En aquel momento, Rosita Forbes había aparecido bajando por la escala del puente de mando a la cubierta. Iba enfundada en una modesta abeyya, el largo vestido de mujer tan típico del norte de África. Se movía con discreción y pareciendo pretender que no quería llamar la atención de nadie, pese a su estatura y a su exótica belleza. Falsa modestia, considerando la razón por la que se encontraba a bordo y su triunfo del día anterior sobre el mejor espadachín de Egipto. Por supuesto, a Rosita nunca se le ocurrió que tal vez la fortuna de un momento o la galantería del Bey habían podido contribuir a su victoria.

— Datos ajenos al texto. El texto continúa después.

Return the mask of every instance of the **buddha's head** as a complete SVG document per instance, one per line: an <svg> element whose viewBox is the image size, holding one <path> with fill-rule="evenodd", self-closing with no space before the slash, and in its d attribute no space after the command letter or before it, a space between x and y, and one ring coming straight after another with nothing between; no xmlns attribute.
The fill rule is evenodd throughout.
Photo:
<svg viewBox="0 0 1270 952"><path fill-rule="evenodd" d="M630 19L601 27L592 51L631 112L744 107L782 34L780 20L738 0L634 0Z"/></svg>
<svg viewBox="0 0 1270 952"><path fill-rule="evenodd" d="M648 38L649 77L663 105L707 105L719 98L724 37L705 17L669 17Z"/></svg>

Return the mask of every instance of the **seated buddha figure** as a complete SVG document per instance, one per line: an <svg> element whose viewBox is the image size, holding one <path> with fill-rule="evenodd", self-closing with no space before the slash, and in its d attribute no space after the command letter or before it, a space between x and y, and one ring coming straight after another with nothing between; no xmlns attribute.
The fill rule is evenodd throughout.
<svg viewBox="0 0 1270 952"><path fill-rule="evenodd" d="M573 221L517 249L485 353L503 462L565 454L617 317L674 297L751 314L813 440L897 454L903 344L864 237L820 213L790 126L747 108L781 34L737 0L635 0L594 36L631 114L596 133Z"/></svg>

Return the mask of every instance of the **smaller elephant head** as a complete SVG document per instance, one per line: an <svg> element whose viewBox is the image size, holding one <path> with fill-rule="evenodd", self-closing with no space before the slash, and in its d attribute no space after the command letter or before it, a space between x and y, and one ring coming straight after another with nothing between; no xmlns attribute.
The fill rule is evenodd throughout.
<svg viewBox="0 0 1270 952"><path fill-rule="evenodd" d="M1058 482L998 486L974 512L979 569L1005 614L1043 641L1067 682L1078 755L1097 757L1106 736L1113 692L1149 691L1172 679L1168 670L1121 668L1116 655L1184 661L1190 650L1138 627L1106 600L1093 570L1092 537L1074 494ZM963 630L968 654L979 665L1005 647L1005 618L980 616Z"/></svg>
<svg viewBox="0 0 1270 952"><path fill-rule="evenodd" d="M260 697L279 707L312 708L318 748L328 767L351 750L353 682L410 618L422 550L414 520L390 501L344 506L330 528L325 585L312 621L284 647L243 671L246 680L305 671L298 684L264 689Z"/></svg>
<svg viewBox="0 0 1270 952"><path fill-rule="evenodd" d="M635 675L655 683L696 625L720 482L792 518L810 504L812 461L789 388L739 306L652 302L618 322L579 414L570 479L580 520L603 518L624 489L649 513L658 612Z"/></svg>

– Buenos días, Rosita -saludó Nicky.

– Buenos días, Mayor. Hola, Jamie. -Como Nicky y Ya'kub, se acodó en la barandilla de cubierta-. Dígame, lo he visto señalando algún punto de la costa. ¿La conoce usted bien? -preguntó.

– Sí, Rosita, la conozco bien. Precisamente estaba explicándole a Jamie que había navegado por aquí en una patrullera, el HMS Tara, hace ya bastantes años, cuando custodiábamos el desierto de las incursiones de los beduinos y de las peleas entre italianos y turcos.

– ¡Qué interesante! Me lo tiene que contar con detalle.

– Con mucho gusto. Tal vez hablemos de ello durante la sobremesa esta noche. Se lo digo porque, para relatar aquella historia, nos es fundamental la presencia del príncipe Kamal y de Ahmed Hassanein.

– En realidad -explicó el príncipe Kamal-, tu padre era más que un agente nativo, como lo llama Nicky. A la edad a la que se enroló en los guardacostas, ya era un joven bastante respetado: había estudiado en la mezquita de al-Azhar y en Oxford, hablaba inglés como un inglés, conocía bien a los beduinos del desierto, a los senussi que desde hace un par de siglos ocupan toda la Cirenaica, aunque eso le iba a traer más de un quebradero de cabeza, y la familia real le tenía aprecio, igual que la administración británica de Egipto. Un hombre ideal para lo que se requiriera de él, además de un verdadero patriota. Sólo tenía un pecado original que le obligaba a pagar una penitencia.

El Mayor carraspeó. Nadie más tosió ni dijo nada. Todos miraban con fascinación al Bey, que seguía el relato impertérrito, con una mano posada en el mantel y la otra sujetando un habano.

– Ya'kub, hijo mío -continuó el príncipe-, tu padre se había casado con una inglesa y había tenido un hijo en Inglaterra. Y tu abuelo jamás lo aceptó, jamás aceptó el matrimonio de Ahmed con una infiel y, a su regreso a El Cairo, no quiso verlo, lo que fue muy doloroso para todos nosotros, no sólo para Ahmed. Hizo que lo mandaran al servicio de guardacostas hasta que hubiera purgado sus pecados. -Sonrió con tristeza-. Tu abuelo era un gran líder religioso, muy estricto con las enseñanzas del Corán. Por eso todo lo que oliera a infiel… Y esta sociedad nuestra, aprovechando el puritanismo religioso, se ha mantenido en su atraso y su xenofobia… aunque, eso sí, aquí se imitan las modas de París como si no existiera otra cosa: el peso de la tradición con el barniz de la modernidad.